Jacek Poniedziałek od kilku lat otwarcie mówi, że jest gejem. Mówił o tym w wielu wywiadach i trzeba przyznać, że każdy z nich był pikantny. Jednak ten, który ukazał się w najnowszym "Wprost" jest uznawany wręcz za niesmaczny.
Poniedziałek opowiada w nim, jak nazwał pierwszy raz kolegę "pedałem":
Rodzice jednego z kolegów wyjeżdżali za granicę i przywozili stamtąd świerszczyki. Oglądaliśmy je potem w wykopach jakiejś wielkiej budowy i wracając do domu, wymienialiśmy się wrażeniami. Ja mówię: "Boże, ale wielkie te cipki", a on na to: "Cipki nic, ale te kutasy!". I ja wtedy mówię do niego bez namysłu: "Pedał". A potem całą drogę, jak już sobie poszedł, myślałem o tym, co mu powiedziałem.

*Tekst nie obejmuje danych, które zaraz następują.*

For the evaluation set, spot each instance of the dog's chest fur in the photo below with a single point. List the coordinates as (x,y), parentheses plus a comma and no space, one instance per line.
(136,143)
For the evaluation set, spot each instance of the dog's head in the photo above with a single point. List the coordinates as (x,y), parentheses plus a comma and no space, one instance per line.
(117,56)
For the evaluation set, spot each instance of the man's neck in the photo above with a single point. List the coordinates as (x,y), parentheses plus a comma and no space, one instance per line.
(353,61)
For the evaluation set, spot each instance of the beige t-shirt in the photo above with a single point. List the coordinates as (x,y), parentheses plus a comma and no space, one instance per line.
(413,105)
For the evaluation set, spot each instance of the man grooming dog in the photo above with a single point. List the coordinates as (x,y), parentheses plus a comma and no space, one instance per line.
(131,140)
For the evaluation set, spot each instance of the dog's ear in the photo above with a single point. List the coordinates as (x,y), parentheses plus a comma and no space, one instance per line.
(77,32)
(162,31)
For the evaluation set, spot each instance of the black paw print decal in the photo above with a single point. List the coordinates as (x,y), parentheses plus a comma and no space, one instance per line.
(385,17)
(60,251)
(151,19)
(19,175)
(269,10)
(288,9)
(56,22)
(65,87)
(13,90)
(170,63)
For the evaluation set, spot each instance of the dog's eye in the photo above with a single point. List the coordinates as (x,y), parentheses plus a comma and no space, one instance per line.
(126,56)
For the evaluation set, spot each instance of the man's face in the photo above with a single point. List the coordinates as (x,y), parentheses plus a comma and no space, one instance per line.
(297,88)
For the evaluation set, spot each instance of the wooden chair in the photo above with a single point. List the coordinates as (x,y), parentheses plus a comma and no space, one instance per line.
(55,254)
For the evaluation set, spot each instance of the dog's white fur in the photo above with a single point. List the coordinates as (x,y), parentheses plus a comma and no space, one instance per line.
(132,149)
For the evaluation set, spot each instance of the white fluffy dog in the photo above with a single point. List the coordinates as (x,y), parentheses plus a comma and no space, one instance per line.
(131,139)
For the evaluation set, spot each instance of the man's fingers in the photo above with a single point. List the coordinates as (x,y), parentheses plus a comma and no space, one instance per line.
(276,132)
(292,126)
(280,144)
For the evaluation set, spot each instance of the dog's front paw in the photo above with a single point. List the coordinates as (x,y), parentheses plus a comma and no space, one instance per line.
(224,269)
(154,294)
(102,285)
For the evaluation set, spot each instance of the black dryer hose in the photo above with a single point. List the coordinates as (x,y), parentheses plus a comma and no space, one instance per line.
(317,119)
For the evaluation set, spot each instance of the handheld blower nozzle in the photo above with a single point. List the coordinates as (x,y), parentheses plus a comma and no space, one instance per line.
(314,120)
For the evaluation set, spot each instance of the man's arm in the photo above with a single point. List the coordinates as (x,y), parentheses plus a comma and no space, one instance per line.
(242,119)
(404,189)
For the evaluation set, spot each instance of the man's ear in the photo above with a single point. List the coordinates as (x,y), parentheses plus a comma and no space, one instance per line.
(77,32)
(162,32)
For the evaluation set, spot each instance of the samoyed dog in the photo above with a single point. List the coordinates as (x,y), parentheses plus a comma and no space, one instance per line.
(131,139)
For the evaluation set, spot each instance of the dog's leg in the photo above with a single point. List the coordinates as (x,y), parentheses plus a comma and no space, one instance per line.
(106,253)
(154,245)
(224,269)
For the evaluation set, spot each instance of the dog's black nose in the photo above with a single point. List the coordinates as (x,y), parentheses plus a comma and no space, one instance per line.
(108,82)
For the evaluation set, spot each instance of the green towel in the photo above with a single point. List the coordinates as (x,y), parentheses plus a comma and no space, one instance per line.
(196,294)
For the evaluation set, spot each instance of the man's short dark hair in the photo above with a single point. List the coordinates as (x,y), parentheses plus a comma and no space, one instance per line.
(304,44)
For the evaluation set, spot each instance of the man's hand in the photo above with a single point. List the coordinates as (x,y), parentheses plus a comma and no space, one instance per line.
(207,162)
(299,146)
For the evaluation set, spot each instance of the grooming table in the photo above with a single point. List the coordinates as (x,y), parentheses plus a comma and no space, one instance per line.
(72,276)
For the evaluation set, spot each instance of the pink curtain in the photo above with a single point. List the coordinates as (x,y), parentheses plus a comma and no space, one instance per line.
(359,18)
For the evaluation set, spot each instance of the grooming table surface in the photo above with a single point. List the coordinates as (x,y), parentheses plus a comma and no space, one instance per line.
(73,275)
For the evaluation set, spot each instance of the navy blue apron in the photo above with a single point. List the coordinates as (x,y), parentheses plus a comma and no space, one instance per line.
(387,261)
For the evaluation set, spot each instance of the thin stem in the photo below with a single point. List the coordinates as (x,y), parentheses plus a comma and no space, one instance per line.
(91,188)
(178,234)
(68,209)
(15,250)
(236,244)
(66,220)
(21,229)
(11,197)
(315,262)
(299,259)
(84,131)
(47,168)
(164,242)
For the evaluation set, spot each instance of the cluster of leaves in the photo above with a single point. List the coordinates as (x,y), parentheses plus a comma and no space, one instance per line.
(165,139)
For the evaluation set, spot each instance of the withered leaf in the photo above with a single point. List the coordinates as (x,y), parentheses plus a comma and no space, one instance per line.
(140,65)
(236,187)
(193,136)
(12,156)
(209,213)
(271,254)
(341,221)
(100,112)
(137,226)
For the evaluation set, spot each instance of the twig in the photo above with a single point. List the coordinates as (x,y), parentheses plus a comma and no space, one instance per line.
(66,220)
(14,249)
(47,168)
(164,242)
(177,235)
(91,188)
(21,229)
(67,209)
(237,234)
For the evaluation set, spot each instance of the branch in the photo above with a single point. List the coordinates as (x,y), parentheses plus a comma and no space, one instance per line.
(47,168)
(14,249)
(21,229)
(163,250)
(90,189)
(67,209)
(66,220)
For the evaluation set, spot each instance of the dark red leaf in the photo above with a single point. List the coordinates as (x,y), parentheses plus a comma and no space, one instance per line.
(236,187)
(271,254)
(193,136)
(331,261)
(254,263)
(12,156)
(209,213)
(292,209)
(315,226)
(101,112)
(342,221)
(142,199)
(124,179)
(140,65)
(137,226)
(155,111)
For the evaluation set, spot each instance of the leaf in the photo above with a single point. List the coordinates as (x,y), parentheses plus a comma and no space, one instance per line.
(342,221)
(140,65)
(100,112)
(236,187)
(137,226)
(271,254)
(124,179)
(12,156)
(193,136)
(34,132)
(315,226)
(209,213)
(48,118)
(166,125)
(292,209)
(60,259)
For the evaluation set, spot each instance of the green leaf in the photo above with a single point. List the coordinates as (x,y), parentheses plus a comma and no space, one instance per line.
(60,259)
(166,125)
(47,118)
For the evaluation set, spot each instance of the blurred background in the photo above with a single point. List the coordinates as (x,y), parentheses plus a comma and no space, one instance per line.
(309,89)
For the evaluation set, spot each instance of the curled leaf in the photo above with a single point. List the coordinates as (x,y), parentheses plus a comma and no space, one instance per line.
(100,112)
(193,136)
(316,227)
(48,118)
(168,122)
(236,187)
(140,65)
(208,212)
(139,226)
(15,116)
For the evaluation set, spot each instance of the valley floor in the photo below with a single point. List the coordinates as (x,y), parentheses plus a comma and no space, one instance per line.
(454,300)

Aktor poszedł jednak dalej i pierwszy raz opowiedział o... pierwszym razie z facetem:
o było jakoś wkrótce po tej rozmowie na temat świerszczyków. Miałem kolegę w podstawówce, typ sportowca, i pewnego razu byłem u niego w domu i razem oglądaliśmy Wyścig Pokoju. Potem nagle postanowiliśmy się pobawić w tatę i mamę. I zabawiliśmy się, dosłownie.